With multiple components, we write:

\[\begin{split}\widehat{\mathbf{x}}_{i,A}' &= \begin{bmatrix}t_{i,1} & t_{i,2}, \,\,\ldots, \,\, t_{i,A} \end{bmatrix} \mathbf{P}'\\ \widehat{\mathbf{x}}_{i,A}' &= \mathbf{t}'_i \, \mathbf{P}'\\ (1 \times K) &= (1 \times A) (A \times K)\end{split}\]

This is interesting: \(\widehat{\mathbf{x}}_{i,A}\) is a prediction of every variable in the \(i^\text{th}\) observation. We only require the score values for that \(i^\text{th}\) observation in order to get this prediction. We multiply the scores \(\mathbf{t}_i\) by the direction vectors in matrix \(\mathbf{P}\) to get the prediction.

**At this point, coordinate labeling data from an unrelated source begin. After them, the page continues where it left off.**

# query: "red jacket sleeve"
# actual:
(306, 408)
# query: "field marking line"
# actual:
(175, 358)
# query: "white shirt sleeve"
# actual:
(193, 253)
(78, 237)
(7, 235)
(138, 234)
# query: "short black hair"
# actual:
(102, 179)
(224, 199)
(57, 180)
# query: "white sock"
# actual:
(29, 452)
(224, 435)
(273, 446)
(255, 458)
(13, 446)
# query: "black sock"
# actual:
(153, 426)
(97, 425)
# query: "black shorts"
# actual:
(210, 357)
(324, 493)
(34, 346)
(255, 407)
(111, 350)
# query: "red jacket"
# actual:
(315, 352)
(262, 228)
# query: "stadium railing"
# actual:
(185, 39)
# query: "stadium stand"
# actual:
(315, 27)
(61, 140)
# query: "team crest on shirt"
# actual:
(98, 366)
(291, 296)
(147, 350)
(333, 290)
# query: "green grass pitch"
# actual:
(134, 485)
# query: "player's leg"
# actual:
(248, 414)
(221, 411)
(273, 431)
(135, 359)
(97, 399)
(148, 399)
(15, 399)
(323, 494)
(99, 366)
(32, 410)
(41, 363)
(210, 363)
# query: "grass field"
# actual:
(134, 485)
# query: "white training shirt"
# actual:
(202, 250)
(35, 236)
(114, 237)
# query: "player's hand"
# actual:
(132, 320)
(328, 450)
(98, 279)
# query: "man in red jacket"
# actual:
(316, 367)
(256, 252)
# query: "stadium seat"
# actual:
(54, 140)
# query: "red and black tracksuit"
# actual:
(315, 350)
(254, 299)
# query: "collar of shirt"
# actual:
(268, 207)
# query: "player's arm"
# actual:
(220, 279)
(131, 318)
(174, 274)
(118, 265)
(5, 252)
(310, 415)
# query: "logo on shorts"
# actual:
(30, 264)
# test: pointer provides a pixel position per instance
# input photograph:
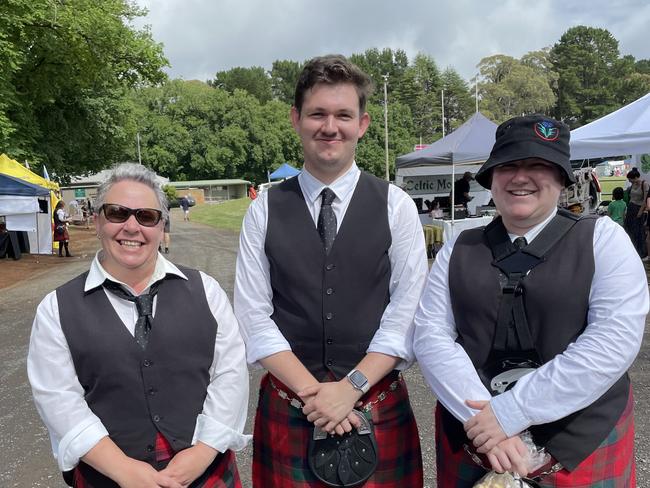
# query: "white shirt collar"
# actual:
(342, 186)
(97, 274)
(534, 232)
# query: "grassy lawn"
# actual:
(226, 215)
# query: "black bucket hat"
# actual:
(532, 136)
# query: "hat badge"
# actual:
(547, 131)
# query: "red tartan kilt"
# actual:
(611, 465)
(282, 432)
(222, 473)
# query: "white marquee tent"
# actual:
(625, 131)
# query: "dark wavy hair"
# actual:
(331, 70)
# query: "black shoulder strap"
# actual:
(512, 330)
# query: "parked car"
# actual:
(262, 187)
(176, 202)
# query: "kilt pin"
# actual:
(282, 433)
(611, 465)
(222, 473)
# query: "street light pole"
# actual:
(138, 139)
(442, 100)
(386, 123)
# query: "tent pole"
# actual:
(38, 240)
(453, 191)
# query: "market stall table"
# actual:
(451, 229)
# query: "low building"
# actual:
(213, 190)
(81, 188)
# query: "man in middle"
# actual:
(330, 269)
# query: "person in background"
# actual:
(61, 234)
(185, 205)
(617, 207)
(635, 217)
(85, 214)
(461, 190)
(137, 366)
(167, 227)
(529, 325)
(326, 296)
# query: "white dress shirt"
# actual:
(74, 429)
(407, 254)
(618, 304)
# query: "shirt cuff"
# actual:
(78, 441)
(393, 344)
(510, 416)
(264, 345)
(218, 436)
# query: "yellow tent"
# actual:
(13, 168)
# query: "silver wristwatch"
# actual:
(358, 380)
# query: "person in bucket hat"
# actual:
(540, 283)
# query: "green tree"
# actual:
(378, 63)
(511, 87)
(254, 80)
(284, 77)
(371, 154)
(459, 103)
(419, 89)
(586, 60)
(67, 67)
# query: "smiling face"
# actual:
(329, 126)
(129, 249)
(525, 192)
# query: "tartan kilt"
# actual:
(282, 432)
(611, 464)
(222, 473)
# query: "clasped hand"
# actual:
(329, 406)
(504, 453)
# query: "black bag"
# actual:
(346, 460)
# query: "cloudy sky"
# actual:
(202, 37)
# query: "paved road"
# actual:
(27, 459)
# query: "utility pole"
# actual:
(138, 139)
(442, 98)
(386, 123)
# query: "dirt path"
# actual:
(24, 442)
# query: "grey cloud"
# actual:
(202, 37)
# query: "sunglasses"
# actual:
(118, 214)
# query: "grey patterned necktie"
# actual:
(144, 304)
(520, 242)
(327, 220)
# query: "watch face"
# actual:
(358, 379)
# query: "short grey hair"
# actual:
(131, 172)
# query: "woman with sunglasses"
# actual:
(134, 379)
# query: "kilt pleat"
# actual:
(282, 432)
(611, 465)
(222, 473)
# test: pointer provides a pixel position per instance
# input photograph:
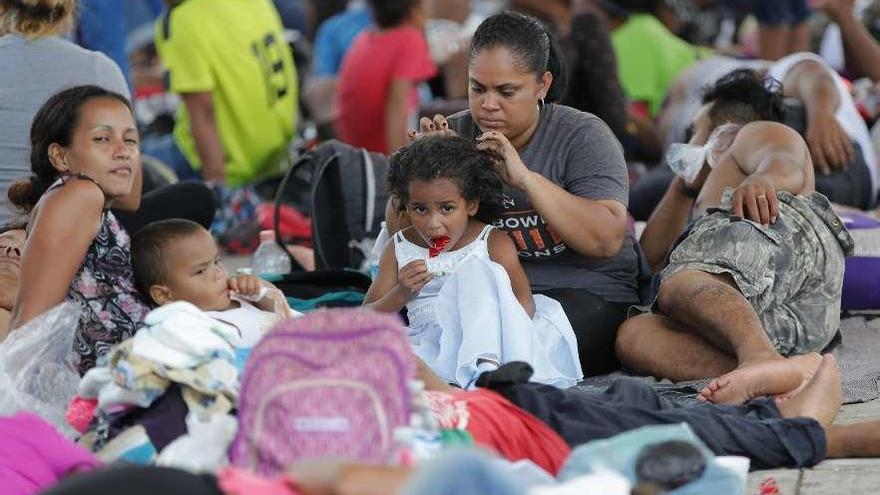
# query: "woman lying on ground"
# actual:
(84, 159)
(797, 432)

The preceding equation can be written in a way that handles the entire matrix \(\mathbf{X}\):

(1)\[\begin{split}\widehat{\mathbf{X}} &= \mathbf{T}\mathbf{P}'\\ (N \times K) &= (N \times A) (A \times K)\end{split}\]

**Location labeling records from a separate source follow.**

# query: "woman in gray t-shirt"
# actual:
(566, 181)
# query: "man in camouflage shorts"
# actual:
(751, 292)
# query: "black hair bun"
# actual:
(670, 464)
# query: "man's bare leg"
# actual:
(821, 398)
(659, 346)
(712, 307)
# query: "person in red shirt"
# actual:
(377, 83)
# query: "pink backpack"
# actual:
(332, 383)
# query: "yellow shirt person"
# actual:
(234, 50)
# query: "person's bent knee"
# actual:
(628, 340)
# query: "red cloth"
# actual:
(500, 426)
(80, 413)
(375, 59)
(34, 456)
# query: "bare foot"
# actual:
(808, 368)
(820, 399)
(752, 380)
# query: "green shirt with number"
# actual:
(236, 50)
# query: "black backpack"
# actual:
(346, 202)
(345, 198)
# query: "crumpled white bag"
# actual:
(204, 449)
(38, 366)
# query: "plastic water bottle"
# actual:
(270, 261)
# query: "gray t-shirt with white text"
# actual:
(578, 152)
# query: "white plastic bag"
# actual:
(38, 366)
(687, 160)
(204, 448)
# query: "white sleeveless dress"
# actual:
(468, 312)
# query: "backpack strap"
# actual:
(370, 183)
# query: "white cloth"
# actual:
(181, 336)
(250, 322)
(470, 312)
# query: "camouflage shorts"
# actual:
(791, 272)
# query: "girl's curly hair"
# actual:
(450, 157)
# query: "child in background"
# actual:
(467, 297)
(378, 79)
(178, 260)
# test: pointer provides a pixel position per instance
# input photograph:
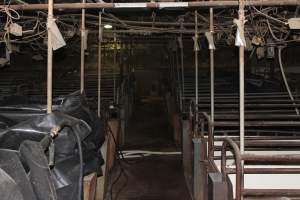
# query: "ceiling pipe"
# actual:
(160, 5)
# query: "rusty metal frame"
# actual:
(240, 170)
(158, 5)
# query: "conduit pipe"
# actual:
(158, 5)
(99, 63)
(285, 79)
(82, 50)
(49, 59)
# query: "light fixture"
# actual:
(108, 26)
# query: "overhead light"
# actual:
(108, 26)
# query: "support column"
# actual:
(196, 49)
(182, 69)
(82, 50)
(114, 67)
(99, 63)
(200, 185)
(242, 87)
(49, 59)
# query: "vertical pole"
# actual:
(242, 87)
(196, 65)
(83, 35)
(241, 74)
(182, 67)
(212, 79)
(49, 61)
(115, 63)
(99, 62)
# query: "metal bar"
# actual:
(114, 67)
(49, 59)
(182, 69)
(265, 170)
(242, 90)
(196, 64)
(272, 192)
(82, 50)
(99, 63)
(238, 162)
(159, 5)
(212, 72)
(271, 158)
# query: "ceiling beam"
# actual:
(160, 5)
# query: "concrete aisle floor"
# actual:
(154, 177)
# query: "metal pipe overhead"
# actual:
(159, 5)
(49, 59)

Once we have the predicted value for an observation, we are also interested in the residual vector between the actual and predicted observation:

\[\begin{split}\mathbf{e}'_{i,A} &= \mathbf{x}'_i - \widehat{\mathbf{x}}'_{i,A} \\ (1 \times K) &= (1 \times K) - (1 \times K)\end{split}\]

The residual length or distance is the sum of squares of this residual, then we take the square root to form a distance. Technically the squared prediction error (SPE) is just the sum of squares for each observation, but often we refer to the square root of this quantity as the SPE as well. Some software packages will scale the root of the SPE by some value; you will see this referred to as the DModX, distance to the model plane for \(\mathbf{X}\).

\[\begin{split}\text{SPE}_i &= \sqrt{\mathbf{e}'_{i,A} \mathbf{e}_{i,A}} \\ (1 \times 1) &= (1 \times K)(K \times 1)\end{split}\]

where \(\mathbf{e}_{i,A}\) is the residual vector of the \(i^\text{th}\) observation using \(A\) components.